By Krissah Thompson
Washington Post Staff Writer
Thursday, December 10, 2009 10:28 AM
The Rev. Jesse Jackson has joined black lawmakers in their push to get the White House to do more to directly help African American communities disproportionately hurt by the nation's severe economic recession.
Jackson, who noted that he was not invited to President Obama's recent jobs summit, said he has requested a meeting with Treasury Secretary Timothy F. Geithner to talk about economic aid for depressed minority communities. No meeting has been set.
In recent days, Obama has pushed back at the idea that his administration should focus economic revitalization policies on specific ethnic and racial groups. In an interview with USA Today and the Detroit Free Press last week, the president said, "The most important thing I can do for the African American community is the same thing I can do for the American community, period, and that is get the economy going again and get people hiring again."
Press secretary Robert Gibbs also told reporters that the purpose of the jobs summit was to get "ideas from a whole host of people in the private sector -- people that run fairly large companies, like FedEx, Google; small business owners that -- the engine of our economy -- that do most of our hiring; financial experts; others that have ideas."
Still, Jackson said he was concerned that civil rights leaders were not in the mix. He and some black lawmakers have begun to show impatience with the nation's first African American president, citing unemployment rates that have reached 20 percent for blacks in cities such as Detroit and Milwaukee.
Jackson's relationship with Obama remains tenuous. The civil rights leader refers to himself as a supporter of the president but was publicly critical of Obama several times last year. He and some other members of the old guard of civil rights leaders were not early backers of Obama's campaign and at times questioned whether Obama was ready to be elected or sufficiently concerned about issues facing the black community.
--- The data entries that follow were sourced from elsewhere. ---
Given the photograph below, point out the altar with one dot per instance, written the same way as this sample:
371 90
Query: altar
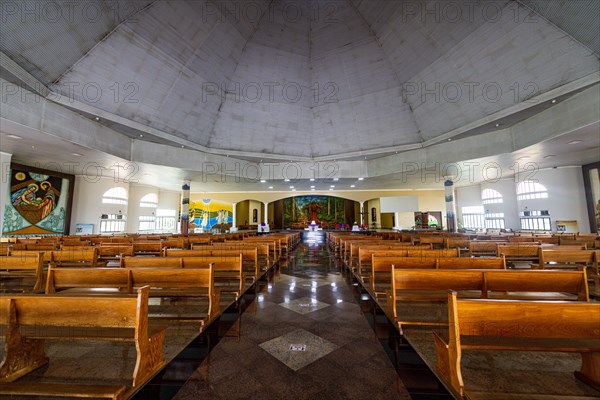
313 227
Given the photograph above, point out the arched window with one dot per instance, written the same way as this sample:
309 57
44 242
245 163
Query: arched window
491 196
116 195
531 190
150 200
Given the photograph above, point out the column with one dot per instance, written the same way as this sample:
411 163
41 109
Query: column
362 213
450 208
5 186
185 207
233 214
266 219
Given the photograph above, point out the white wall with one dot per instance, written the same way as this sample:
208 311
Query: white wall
566 197
134 211
87 201
4 184
255 205
509 206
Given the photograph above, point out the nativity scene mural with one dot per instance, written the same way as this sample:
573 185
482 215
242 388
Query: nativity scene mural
210 213
328 212
37 204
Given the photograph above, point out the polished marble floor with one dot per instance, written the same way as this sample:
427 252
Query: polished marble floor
303 337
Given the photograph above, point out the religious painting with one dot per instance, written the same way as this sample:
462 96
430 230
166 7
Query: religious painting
325 211
208 213
38 202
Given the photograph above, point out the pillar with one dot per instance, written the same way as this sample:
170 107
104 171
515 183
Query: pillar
233 215
362 213
4 186
185 207
266 216
450 207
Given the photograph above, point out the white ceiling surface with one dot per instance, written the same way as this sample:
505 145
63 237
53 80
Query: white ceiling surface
351 59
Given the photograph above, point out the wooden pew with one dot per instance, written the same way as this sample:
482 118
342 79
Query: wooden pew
112 251
570 259
163 282
262 250
22 268
516 253
381 271
249 256
29 320
518 326
413 286
153 248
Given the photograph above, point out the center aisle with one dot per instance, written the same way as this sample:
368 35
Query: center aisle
304 337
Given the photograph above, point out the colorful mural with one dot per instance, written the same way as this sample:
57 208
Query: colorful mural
36 204
208 213
324 210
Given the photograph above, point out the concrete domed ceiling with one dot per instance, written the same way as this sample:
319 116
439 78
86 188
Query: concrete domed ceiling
309 79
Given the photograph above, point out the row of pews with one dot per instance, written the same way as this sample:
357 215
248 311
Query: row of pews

Obama, in turn, has tended to keep Jackson at arm's length and has not met with him since becoming president.
But since Obama took office, Jackson's criticism has largely been muted. The deep recession affecting some minority communities might be opening fissures, and Jackson's comments follow tough words from leaders of the Congressional Black Caucus, who have said in recent days that the White House needs to be pressured to do more for their constituents.
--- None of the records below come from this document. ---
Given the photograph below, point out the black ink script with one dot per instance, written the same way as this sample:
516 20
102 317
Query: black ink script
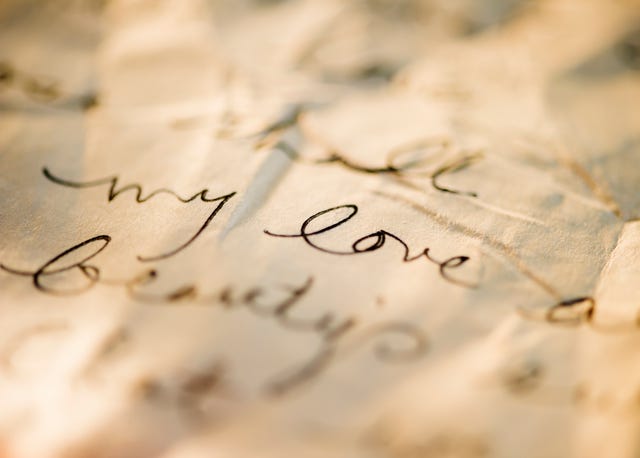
371 242
114 191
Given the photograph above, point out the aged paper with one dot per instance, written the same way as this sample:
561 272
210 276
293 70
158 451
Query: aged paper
310 228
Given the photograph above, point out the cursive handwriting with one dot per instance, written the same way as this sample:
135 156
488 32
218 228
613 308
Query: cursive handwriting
371 242
114 192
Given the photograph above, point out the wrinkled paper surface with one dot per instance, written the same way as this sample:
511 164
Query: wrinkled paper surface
319 229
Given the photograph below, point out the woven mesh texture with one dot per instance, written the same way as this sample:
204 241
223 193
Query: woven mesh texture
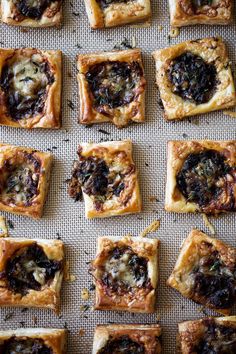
65 217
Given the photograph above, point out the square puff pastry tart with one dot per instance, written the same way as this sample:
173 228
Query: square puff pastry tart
112 87
19 13
103 13
106 176
24 180
205 272
194 77
47 340
217 335
185 12
125 271
31 272
30 88
201 176
138 338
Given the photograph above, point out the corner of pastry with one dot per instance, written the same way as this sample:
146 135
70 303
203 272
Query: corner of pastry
33 340
106 177
201 176
112 87
104 13
205 272
30 88
194 77
31 13
208 335
195 12
125 273
24 180
127 338
31 272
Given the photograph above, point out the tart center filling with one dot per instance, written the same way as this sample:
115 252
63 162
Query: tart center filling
125 270
205 177
25 346
24 82
192 78
114 84
30 268
123 344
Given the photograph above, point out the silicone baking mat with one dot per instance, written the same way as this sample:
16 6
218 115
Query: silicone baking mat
65 218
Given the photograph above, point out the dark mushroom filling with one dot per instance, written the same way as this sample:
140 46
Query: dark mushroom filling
192 78
204 177
114 84
124 270
217 339
19 180
25 84
24 346
214 281
120 345
33 8
29 268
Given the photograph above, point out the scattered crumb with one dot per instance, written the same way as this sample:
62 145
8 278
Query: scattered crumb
85 294
3 227
151 228
208 224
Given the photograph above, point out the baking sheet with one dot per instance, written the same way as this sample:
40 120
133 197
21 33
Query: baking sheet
64 217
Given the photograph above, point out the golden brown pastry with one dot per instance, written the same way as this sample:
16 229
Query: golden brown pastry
208 335
31 272
110 13
112 87
194 77
125 272
40 13
194 12
24 180
33 340
201 176
106 176
30 88
127 338
205 272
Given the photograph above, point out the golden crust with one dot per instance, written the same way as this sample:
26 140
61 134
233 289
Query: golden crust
51 115
211 50
116 153
147 335
190 332
117 14
120 116
182 14
35 209
54 338
196 246
177 154
52 16
143 300
49 295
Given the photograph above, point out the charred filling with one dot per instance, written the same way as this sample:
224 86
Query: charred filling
114 84
203 176
121 345
217 339
192 78
124 270
20 180
30 268
96 178
24 346
215 281
25 84
33 8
Jackson said he wants to discuss with administration officials both the bailout of the nation's banks and the economic stimulus. He criticized both as "watering the leaves but leaving the roots essentially dry."
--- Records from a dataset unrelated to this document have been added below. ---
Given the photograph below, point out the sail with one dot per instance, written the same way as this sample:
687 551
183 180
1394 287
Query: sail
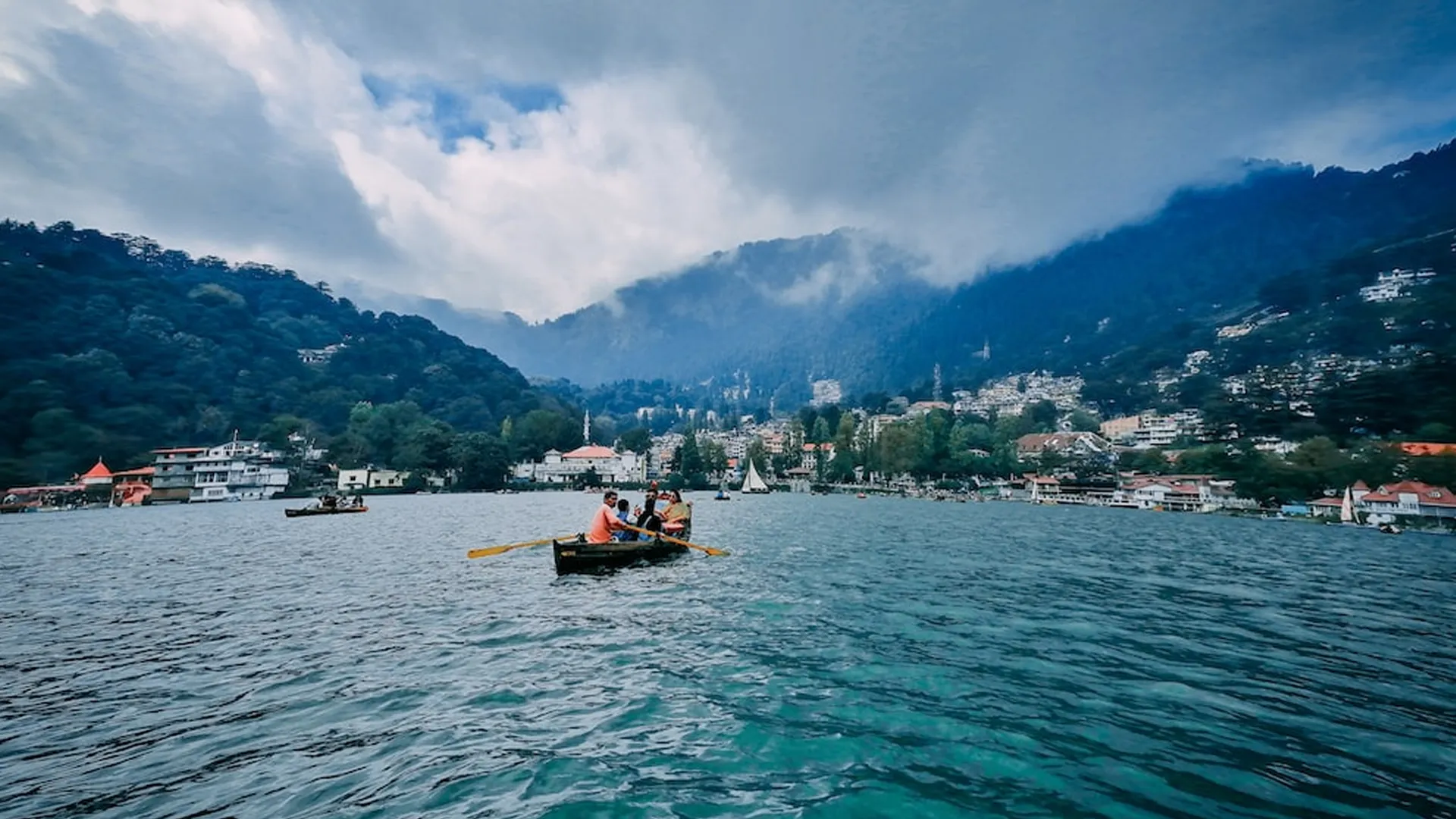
752 483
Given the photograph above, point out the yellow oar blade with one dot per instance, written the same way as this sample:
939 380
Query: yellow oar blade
672 539
490 551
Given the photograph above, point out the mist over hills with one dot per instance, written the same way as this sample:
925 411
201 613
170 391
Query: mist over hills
846 306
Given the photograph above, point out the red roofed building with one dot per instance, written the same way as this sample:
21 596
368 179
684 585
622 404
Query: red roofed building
98 475
1410 499
131 487
813 452
1421 449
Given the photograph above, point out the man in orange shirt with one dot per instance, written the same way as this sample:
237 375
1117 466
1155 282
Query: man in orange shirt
606 521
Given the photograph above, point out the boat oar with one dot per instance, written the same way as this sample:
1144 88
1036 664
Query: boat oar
670 539
490 551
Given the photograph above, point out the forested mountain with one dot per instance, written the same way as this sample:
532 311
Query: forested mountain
767 309
1312 354
111 346
770 312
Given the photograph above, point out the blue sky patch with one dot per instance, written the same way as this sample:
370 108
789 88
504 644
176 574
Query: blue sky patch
449 112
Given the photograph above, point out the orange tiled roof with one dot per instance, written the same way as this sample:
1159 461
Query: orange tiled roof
592 450
1417 447
1426 494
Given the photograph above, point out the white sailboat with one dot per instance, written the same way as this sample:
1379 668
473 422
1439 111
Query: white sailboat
1347 509
752 483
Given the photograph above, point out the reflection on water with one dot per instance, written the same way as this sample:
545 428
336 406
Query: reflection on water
852 657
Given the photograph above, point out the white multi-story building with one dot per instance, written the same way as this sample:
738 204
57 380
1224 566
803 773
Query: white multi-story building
356 480
565 466
237 469
826 392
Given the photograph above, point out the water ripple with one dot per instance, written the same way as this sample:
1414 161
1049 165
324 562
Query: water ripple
852 657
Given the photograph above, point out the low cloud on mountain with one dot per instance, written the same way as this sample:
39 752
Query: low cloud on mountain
535 156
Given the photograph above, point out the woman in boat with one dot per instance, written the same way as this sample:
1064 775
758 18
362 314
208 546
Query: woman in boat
677 516
647 513
625 516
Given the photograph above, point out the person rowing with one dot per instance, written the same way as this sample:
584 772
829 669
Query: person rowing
606 521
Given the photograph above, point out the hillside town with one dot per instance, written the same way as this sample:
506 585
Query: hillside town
1107 465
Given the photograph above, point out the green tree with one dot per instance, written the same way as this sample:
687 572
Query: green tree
481 463
691 463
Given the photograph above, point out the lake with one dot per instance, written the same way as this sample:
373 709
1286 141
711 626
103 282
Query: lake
852 657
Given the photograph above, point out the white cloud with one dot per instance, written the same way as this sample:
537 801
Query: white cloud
974 133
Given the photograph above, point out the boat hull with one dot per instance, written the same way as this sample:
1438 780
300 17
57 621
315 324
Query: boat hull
308 512
580 557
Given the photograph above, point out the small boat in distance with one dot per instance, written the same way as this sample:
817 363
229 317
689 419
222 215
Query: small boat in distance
328 504
309 510
752 483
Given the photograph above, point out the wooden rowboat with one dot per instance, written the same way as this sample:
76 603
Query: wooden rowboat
580 557
309 510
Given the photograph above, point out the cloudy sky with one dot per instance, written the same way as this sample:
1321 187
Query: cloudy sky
536 155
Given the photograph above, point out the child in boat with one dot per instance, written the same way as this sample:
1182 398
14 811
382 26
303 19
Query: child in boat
622 515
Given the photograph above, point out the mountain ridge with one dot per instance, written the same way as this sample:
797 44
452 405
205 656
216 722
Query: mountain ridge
1206 249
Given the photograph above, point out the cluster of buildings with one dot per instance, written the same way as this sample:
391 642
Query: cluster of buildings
1394 284
1012 394
237 469
568 466
1163 493
1147 430
1251 322
1404 499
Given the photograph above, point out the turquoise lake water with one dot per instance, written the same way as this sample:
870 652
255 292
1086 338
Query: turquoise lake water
852 657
"The banks were given a stimulus so much that they gave it back to the government," Jackson said. He also accused some banks of circumventing fair lending laws and the Community Reinvestment Act. Leaders at the Justice Department have said that enforcing civil rights and fair lending laws is a priority of the administration.
Jackson, who recently celebrated the 25th anniversary of his first run for the White House, said it is the right time for civil rights leaders to begin pushing Obama. "Our voices will create the sensitivity. That's the civil rights movement's role."